Thirty three celebrities and eminent scientists including Joanna Lumley, Moby, Peter Egan, Alexei Sayle and world-renowned primatologist Jane Goodall, have joined Animal Justice Project and Djurrättsalliansen in leading a call for mercy for twenty four monkeys facing experiments in Scandinavia. Thousands of people have signed a petition calling on the Karolinska Institute to end horrific and unreliable animal experiments and release the monkeys from Astrid Fagraeus Laboratory in Sweden where they are currently being held.

The twenty four rhesus macaques were flown from primate breeder, PreLabs, in the United States for a malaria study. Research which, according to Animal Justice Project’s Science Advisor, Dr. Andre Menache, is of poor relevance to humans, and may even be illegal according to EU legislation set down in Directive 2010/63/EU which states that it is ‘essential, both on moral and scientific grounds, to ensure that each use of an animal is carefully evaluated as to the scientific or educational validity, usefulness and relevance of the expected result of that use’.

The experiments are being challenged as contravening EU law because:

• On the basis of current science, including genetics and evolutionary biology, the monkey ‘model’ is not reliable or relevant for the study of human disease
• On the basis of current science, the likely harm to the monkeys far outweighs the hypothetical benefits to human medical progress (0.004%)
• Macaque monkeys are largely immune to the common form of human malaria
• Non-animal methods, including MIMIC and VACCINOMICS are available today and are relevant to the development of human vaccines

The celebrities, several key primatologists and the two organisations are also opposed to the research on ethical grounds. The twenty four monkeys would have endured gruelling journeys before reaching quarantine in Sweden. They may be housed in cages only two meters high, and four cubic metres and official documentation obtained by the organisations reveal that two of the twenty four monkeys have already suffered prolapses, and endured a series of blood tests. Rectal prolapses are acknowledged to be indicative of gross stress in non-human primates within the laboratory setting, particularly as a result of restraint for procedures such as blood sampling. Prolapses have also been documented as being a cause of death during shipping and quarantine.

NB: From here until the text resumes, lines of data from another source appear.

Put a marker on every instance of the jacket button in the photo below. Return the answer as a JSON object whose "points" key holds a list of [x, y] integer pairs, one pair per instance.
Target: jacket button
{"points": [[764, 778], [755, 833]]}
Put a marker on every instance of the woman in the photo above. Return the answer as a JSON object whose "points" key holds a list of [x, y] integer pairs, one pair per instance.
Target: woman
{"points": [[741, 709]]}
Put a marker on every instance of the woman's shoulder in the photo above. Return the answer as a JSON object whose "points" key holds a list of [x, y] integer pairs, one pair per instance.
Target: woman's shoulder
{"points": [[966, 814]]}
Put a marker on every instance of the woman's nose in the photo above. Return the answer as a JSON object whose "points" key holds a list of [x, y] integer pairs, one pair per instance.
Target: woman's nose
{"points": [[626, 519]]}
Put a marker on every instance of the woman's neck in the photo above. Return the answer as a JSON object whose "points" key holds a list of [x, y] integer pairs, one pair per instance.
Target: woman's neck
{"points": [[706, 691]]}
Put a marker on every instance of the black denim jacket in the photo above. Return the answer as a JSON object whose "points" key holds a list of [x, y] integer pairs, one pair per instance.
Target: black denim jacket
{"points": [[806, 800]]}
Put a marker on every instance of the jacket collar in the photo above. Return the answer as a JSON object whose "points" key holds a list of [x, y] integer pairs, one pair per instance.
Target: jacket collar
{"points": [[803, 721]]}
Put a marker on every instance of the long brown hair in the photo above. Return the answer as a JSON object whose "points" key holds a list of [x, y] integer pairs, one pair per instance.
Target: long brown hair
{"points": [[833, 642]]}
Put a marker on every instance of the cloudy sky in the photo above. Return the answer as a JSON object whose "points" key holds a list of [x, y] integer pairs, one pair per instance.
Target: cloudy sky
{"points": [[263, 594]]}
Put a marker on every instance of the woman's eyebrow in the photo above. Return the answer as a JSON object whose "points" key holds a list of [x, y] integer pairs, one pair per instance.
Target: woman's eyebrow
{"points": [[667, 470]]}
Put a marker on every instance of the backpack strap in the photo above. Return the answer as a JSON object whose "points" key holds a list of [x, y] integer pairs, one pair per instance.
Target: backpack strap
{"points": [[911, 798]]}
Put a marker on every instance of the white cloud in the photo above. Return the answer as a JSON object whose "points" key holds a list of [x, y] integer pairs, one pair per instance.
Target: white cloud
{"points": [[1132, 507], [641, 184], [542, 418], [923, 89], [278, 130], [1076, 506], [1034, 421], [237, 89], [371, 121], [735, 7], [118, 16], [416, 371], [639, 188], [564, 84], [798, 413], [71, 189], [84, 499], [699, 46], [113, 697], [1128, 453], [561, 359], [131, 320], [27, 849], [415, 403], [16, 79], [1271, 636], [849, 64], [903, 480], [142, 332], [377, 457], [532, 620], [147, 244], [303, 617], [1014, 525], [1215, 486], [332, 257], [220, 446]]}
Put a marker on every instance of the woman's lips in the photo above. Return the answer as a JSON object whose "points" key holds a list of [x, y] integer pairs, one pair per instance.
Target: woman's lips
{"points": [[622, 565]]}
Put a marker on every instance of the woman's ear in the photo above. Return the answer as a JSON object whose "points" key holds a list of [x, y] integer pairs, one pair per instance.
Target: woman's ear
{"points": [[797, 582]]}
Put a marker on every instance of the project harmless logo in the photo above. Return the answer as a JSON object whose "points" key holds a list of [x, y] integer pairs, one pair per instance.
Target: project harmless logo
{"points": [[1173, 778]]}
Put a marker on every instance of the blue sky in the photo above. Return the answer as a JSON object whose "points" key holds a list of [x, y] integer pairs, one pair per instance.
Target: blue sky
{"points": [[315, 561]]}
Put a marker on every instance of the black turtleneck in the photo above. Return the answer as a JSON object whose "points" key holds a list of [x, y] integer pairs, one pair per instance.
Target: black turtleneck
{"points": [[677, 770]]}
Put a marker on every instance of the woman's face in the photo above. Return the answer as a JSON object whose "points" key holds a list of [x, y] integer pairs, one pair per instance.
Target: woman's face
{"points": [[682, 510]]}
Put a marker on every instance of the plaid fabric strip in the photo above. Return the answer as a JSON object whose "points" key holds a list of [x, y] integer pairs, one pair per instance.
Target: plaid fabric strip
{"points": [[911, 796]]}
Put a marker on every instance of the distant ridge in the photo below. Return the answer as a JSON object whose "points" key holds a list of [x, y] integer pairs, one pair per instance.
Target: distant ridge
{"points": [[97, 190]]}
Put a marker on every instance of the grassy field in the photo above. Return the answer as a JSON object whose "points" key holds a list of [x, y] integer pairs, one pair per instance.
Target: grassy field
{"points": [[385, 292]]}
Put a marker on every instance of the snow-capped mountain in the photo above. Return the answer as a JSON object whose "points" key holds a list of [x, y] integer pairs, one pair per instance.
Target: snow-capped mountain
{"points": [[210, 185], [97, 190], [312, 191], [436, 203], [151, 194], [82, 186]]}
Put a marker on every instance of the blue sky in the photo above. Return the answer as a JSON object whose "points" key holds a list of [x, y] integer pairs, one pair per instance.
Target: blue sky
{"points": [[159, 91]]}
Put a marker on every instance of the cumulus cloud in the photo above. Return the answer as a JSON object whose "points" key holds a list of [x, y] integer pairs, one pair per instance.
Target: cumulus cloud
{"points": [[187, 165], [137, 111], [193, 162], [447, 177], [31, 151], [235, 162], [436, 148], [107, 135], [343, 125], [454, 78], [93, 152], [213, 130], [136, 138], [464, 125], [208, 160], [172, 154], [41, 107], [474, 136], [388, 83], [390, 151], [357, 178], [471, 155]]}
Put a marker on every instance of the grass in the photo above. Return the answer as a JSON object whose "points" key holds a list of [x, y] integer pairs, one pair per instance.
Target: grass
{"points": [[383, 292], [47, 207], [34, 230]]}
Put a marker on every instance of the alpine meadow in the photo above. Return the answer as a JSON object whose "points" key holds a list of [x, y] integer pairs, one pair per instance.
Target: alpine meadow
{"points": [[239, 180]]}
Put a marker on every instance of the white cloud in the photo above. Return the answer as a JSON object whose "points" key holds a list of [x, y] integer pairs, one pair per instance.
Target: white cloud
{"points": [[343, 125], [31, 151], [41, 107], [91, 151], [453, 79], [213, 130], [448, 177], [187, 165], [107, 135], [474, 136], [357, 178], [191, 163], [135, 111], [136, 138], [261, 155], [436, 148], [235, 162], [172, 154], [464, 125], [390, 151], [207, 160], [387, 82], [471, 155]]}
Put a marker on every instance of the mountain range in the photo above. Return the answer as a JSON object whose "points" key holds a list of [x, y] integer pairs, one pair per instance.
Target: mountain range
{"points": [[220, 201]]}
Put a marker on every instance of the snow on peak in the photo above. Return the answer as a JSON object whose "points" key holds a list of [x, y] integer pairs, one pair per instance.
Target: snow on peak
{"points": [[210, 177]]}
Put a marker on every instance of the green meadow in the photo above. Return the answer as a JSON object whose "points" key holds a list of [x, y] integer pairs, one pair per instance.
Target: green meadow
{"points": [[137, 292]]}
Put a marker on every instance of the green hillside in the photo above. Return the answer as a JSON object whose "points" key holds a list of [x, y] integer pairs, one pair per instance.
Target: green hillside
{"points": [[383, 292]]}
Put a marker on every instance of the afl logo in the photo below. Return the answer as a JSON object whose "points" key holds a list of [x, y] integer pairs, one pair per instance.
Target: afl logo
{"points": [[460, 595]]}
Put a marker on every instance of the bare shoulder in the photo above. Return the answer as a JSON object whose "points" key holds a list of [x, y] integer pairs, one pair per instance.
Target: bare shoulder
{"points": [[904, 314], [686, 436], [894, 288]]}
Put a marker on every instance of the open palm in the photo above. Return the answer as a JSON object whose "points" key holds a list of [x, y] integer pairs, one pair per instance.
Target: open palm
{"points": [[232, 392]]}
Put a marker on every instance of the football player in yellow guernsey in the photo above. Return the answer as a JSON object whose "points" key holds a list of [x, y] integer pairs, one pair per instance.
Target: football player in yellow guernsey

Animal Justice Project International Director, Claire Palmer states: “Whilst we are against all animal experiments, primate experiments are particularly unpopular – as is clear by our celebrity and public support on this campaign. Animal Justice Project urges Sweden to immediately end to the import and use of primates for research; and to spare the twenty four rhesus monkeys who are earmarked for cruel and futile research”.

Animal Justice Project is an international organisation based in the UK and United States working to raise awareness on the plight of animals in laboratories around the globe.